6.875" Petty Knife
This was a custom order Petty knife. It was hand forged from 52100 and has a belt finish.
The handle is one piece construction and was sculpted stabilized quilted maple. The blade and handle were designed to flow together and provide several different ergonomic grip options. While at first glance the assumption may be that the finger groove is for your index finger wrapping around the handle, the groove can also be used for your thumb in what I call the alligator grip. The tip of the index and thumb are lightly touching creating a very secure and comfortable grip. In this configuration I find I have the control and blade alignment of the pinch grip, but maintain the power of the standard grip.
The handle and blade were hand-rubbed with a mixture of purified mineral oil and beeswax. Every step of this process was completed in my workshop creating a one of a kind, hand-forged knife.
Steel: 52100 High Carbon
Handle: Stabilized Quilted Maple
Blade Length: 6.875"
Choose options
Use the knife safely and properly. Knives are designed to cut, chop and slice and different blade styles are better suited than others for certain tasks. Kitchen knives are not designed to be bent, dropped or thrown. The edge is meant to cut food on surfaces that will not damage or dull the edge. Acceptable cutting surfaces include... cutting boards. Unacceptable surfaces include metal, ceramic plates, granite countertops, etc. These surfaces will rapidly dull or deform the edge and lead to poor performance.
Keep it clean and dry. Steel will rust and moisture left unattended on a knife will cause the ugly orange oxidation. High carbon steel knives will develop a patina over time that will change and darken the blades appearance, but will also help prevent rust from forming. We recommend gently rinsing your blade clean after use and then wiping it dry. This will promote the patina and not the rust. Never wash knives in the dishwasher. This will compromise your edge and your knife.
Maintain the Edge. It is not uncommon for a chef to start each day by sharpening all of their knives. Maintaining your edge will make complete resharpening less frequent and will keep you at optimal performance. For maintaining your edge, we recommend a steel rod or sharpening stone. If this does not bring back your edge, then it is time for a full resharpening. You can take your knife to a reputable knife sharpener in your area or, if you prefer, you can send it back to us for resharpening. We will sharpen it for free and only invoice you for the return shipping cost.
Store Properly. Keep your knives in a dry place and try to protect the edge. Magnetic knife boards or blocks are the best storage options but a kitchen drawer, can work as well. In a drawer we would recommend an edge protector to keep the edge safe as well as your fingers.

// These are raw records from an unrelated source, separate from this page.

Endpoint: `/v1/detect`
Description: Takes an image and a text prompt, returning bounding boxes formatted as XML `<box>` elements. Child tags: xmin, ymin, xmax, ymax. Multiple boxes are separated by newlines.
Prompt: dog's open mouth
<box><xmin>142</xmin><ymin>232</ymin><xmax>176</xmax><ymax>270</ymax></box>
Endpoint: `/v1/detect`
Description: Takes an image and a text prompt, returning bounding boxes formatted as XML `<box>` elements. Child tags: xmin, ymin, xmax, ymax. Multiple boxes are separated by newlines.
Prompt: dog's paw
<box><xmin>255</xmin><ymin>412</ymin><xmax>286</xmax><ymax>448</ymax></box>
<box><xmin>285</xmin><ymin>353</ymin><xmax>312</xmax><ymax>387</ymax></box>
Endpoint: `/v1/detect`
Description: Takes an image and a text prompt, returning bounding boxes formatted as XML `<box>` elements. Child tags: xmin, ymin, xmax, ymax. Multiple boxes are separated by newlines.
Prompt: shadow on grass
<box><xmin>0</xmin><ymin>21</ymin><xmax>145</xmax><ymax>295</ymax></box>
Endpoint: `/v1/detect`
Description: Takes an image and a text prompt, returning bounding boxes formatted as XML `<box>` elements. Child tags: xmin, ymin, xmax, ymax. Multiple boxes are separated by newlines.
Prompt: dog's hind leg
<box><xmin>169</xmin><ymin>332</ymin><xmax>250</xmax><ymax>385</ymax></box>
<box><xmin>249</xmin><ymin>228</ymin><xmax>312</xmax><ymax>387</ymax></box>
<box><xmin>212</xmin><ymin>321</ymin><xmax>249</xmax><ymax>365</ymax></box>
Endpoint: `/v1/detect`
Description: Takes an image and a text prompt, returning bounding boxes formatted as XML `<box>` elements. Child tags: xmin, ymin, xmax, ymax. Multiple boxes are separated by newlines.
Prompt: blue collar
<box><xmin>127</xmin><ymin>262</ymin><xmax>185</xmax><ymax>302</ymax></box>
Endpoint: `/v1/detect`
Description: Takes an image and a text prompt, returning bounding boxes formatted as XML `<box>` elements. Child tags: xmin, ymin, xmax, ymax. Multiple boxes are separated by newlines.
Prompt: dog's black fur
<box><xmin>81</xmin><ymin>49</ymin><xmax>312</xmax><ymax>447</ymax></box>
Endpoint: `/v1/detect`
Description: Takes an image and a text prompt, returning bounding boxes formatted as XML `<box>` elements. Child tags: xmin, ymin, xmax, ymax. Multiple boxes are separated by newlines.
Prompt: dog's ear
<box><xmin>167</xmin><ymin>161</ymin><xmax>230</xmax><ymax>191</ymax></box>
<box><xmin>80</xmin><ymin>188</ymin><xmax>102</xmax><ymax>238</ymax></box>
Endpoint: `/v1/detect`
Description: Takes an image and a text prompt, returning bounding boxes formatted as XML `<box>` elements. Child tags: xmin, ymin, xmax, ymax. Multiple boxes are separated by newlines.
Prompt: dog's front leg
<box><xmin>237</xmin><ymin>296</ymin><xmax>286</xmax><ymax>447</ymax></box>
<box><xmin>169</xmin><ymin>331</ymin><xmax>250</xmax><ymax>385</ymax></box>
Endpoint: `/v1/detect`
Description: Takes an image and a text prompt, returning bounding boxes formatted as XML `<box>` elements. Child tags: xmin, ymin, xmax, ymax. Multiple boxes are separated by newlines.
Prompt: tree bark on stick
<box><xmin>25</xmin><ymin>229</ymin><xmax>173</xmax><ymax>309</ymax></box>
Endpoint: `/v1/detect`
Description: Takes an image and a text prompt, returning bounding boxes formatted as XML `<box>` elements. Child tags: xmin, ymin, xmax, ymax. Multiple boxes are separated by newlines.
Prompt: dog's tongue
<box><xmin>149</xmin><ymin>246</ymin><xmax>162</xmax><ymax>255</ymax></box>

Stainless steel is the most commonly found steel used in knives. It is a popular choice because it has a high resistance to rust and is easy to maintain a bright shiny surface. This rust resistance is provided by the addition of chromium to the alloy. While rust resistant it is "stain less" not "stain proof" and still requires a basic level of maintenance. What is gains in ease of maintenance in terms of appearance it loses in ease of edge maintenance. Generally, stainless knives are harder to get razor sharp and loose their edge faster. For someone looking for the highest possible performance, like a professional chef, stainless can have some drawbacks. For a knife used in a saltwater environment, like on a fishing boat, stainless steel would be a great choice.
High carbon steel knives generally are sharper and will stay that way for longer. Because we are interested in making the highest performing knives possible, many of our blades are made from or contain a component of high-carbon steel. These knives will require a bit more maintenance than you may be used to, but you will be rewarded with a higher level of cutting performance.

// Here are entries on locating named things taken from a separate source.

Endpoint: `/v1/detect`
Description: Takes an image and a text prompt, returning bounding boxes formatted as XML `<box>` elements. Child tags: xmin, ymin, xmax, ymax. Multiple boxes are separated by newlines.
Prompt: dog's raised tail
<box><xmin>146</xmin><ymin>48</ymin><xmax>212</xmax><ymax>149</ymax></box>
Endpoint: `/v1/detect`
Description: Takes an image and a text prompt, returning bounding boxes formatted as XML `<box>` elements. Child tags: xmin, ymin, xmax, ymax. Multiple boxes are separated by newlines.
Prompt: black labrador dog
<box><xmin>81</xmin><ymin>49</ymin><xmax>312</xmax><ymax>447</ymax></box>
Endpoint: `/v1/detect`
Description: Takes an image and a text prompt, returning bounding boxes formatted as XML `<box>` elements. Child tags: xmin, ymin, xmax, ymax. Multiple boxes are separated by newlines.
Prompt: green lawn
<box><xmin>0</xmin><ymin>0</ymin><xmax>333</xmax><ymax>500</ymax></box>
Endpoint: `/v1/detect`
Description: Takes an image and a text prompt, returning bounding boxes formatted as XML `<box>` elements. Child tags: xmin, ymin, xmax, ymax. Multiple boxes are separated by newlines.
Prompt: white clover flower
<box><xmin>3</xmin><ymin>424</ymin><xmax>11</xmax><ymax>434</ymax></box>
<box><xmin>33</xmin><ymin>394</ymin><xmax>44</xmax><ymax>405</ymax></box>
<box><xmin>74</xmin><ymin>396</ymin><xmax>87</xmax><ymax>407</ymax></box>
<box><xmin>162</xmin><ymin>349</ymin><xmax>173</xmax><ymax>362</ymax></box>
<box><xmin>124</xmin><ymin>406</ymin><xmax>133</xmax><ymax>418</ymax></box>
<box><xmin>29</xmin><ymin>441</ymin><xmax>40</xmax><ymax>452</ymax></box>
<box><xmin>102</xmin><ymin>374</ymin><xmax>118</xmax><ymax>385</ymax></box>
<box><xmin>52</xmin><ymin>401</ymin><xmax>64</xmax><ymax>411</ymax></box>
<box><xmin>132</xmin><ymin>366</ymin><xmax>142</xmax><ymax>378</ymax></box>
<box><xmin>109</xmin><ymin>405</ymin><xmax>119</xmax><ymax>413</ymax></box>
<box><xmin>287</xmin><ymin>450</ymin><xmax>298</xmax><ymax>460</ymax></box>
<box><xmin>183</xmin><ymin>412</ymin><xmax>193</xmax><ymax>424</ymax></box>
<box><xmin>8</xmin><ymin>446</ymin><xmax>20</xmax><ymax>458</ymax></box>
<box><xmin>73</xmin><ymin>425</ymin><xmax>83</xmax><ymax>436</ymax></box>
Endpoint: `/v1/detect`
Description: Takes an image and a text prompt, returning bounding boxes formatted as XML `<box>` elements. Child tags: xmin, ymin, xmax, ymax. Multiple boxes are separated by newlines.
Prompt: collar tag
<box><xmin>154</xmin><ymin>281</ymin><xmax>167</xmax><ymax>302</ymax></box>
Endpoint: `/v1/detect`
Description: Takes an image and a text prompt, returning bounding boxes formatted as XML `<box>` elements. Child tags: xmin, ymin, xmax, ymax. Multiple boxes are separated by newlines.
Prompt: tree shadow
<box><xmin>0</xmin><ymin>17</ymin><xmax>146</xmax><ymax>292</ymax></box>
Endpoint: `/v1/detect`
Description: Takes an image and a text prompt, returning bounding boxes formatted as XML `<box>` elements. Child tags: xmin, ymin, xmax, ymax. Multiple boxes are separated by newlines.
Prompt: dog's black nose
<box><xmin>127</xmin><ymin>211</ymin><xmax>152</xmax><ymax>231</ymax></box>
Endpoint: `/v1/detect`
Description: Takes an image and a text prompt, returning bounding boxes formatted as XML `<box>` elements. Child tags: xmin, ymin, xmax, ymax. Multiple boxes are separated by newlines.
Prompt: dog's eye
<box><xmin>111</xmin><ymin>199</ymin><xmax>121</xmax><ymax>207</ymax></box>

The drawback to high carbon steel is that it has little in the way of rust resistance. Over time and use the steel can develop a patina that will protect the knife from rust, when properly cared for. The metal will lose its shininess and will change an array of colors eventually settling into a medium to dark grey. This patina adds a certain level of character to the blade when compared to its shiny stainless counterpart. Some of our knives already have a patina or are on their way to developing one depending on the finish of the blade. Either way you should know that your blade will change in appearance after you start using it.

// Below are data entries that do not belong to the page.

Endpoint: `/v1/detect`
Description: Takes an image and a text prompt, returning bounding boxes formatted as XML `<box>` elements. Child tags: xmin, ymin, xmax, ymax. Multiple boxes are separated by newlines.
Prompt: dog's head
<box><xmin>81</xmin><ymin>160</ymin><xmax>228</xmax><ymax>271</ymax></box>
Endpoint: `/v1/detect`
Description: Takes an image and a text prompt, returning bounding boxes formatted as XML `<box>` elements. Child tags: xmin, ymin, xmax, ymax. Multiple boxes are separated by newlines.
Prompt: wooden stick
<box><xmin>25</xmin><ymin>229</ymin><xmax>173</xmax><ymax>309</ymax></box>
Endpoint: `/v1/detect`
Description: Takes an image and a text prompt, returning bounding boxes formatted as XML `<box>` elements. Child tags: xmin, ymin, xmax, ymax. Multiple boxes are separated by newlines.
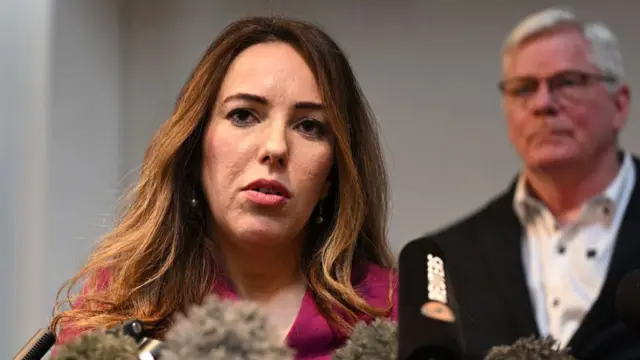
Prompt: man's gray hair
<box><xmin>502</xmin><ymin>7</ymin><xmax>624</xmax><ymax>83</ymax></box>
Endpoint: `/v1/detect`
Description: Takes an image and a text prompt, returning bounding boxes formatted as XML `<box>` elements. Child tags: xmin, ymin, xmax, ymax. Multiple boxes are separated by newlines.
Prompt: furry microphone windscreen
<box><xmin>332</xmin><ymin>319</ymin><xmax>398</xmax><ymax>360</ymax></box>
<box><xmin>484</xmin><ymin>336</ymin><xmax>576</xmax><ymax>360</ymax></box>
<box><xmin>161</xmin><ymin>295</ymin><xmax>294</xmax><ymax>360</ymax></box>
<box><xmin>52</xmin><ymin>331</ymin><xmax>138</xmax><ymax>360</ymax></box>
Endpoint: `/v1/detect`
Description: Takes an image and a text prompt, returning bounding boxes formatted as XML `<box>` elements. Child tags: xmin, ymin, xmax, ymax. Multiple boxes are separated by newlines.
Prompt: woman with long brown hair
<box><xmin>51</xmin><ymin>17</ymin><xmax>397</xmax><ymax>359</ymax></box>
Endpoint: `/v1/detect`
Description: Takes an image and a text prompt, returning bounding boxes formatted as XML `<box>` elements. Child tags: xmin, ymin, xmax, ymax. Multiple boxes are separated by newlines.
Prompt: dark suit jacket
<box><xmin>415</xmin><ymin>158</ymin><xmax>640</xmax><ymax>360</ymax></box>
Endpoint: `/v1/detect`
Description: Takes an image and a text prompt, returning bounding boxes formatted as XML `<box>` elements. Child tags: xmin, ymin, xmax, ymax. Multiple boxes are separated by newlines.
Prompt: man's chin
<box><xmin>526</xmin><ymin>151</ymin><xmax>579</xmax><ymax>171</ymax></box>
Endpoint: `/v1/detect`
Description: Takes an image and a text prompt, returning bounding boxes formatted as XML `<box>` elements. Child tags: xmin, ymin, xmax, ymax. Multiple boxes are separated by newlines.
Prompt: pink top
<box><xmin>58</xmin><ymin>264</ymin><xmax>398</xmax><ymax>360</ymax></box>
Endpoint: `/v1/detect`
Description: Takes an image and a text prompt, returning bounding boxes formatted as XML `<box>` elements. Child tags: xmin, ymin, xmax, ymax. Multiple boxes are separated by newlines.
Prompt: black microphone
<box><xmin>332</xmin><ymin>318</ymin><xmax>398</xmax><ymax>360</ymax></box>
<box><xmin>13</xmin><ymin>328</ymin><xmax>56</xmax><ymax>360</ymax></box>
<box><xmin>53</xmin><ymin>331</ymin><xmax>138</xmax><ymax>360</ymax></box>
<box><xmin>398</xmin><ymin>238</ymin><xmax>464</xmax><ymax>360</ymax></box>
<box><xmin>484</xmin><ymin>336</ymin><xmax>576</xmax><ymax>360</ymax></box>
<box><xmin>615</xmin><ymin>269</ymin><xmax>640</xmax><ymax>333</ymax></box>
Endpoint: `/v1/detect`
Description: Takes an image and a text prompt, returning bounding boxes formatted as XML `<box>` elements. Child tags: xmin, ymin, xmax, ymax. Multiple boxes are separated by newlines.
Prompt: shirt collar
<box><xmin>513</xmin><ymin>152</ymin><xmax>635</xmax><ymax>226</ymax></box>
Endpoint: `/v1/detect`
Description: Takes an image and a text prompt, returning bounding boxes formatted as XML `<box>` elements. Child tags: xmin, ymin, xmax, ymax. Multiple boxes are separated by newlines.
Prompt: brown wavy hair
<box><xmin>50</xmin><ymin>17</ymin><xmax>394</xmax><ymax>338</ymax></box>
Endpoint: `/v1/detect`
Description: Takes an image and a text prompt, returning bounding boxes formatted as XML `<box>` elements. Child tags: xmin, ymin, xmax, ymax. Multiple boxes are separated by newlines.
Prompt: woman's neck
<box><xmin>219</xmin><ymin>242</ymin><xmax>305</xmax><ymax>303</ymax></box>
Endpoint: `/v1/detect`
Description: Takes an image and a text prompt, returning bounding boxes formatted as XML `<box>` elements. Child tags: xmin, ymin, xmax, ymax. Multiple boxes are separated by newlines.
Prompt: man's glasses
<box><xmin>498</xmin><ymin>70</ymin><xmax>618</xmax><ymax>99</ymax></box>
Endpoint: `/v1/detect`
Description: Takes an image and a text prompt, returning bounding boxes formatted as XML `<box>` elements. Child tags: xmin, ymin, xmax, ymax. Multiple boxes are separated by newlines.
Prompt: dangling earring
<box><xmin>316</xmin><ymin>203</ymin><xmax>324</xmax><ymax>225</ymax></box>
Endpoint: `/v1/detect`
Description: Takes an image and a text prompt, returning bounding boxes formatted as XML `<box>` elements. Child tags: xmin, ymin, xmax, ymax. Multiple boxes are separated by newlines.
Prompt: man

We want our AlligatorHorses to go to good, caring homes and we want them to give you the best possible experience. We do our best to handcraft superior knives and test them thoroughly before they go off into the world, but your feedback is an important way for us gauge performance and make improvements as needed. If you have any issues, concerns or questions, please contact us.
Our Pledge:
We unequivocally guarantee our craftsmanship and materials. We strive to make tough, capable knives and if there is any issue we will work with you to reach a solution. If there is any defect in materials or craftsmanship we will offer complimentary repair, credit or refund.
That being said, no knife is immortal. To get optimal performance a certain amount of maintenance and care is required.
Your Pledge: (please recite out loud)
I do solemnly pledge to care for my AlligatorHorse. I will keep it clean, I will keep it sharp. I will not abuse it, use it as a pry bar or throw it, and I will do my very best not to drop it. I will use it safely, I will use it as intended, I will use it every chance I get.
We cannot be held responsible for things such as neglect, misuse or abuse.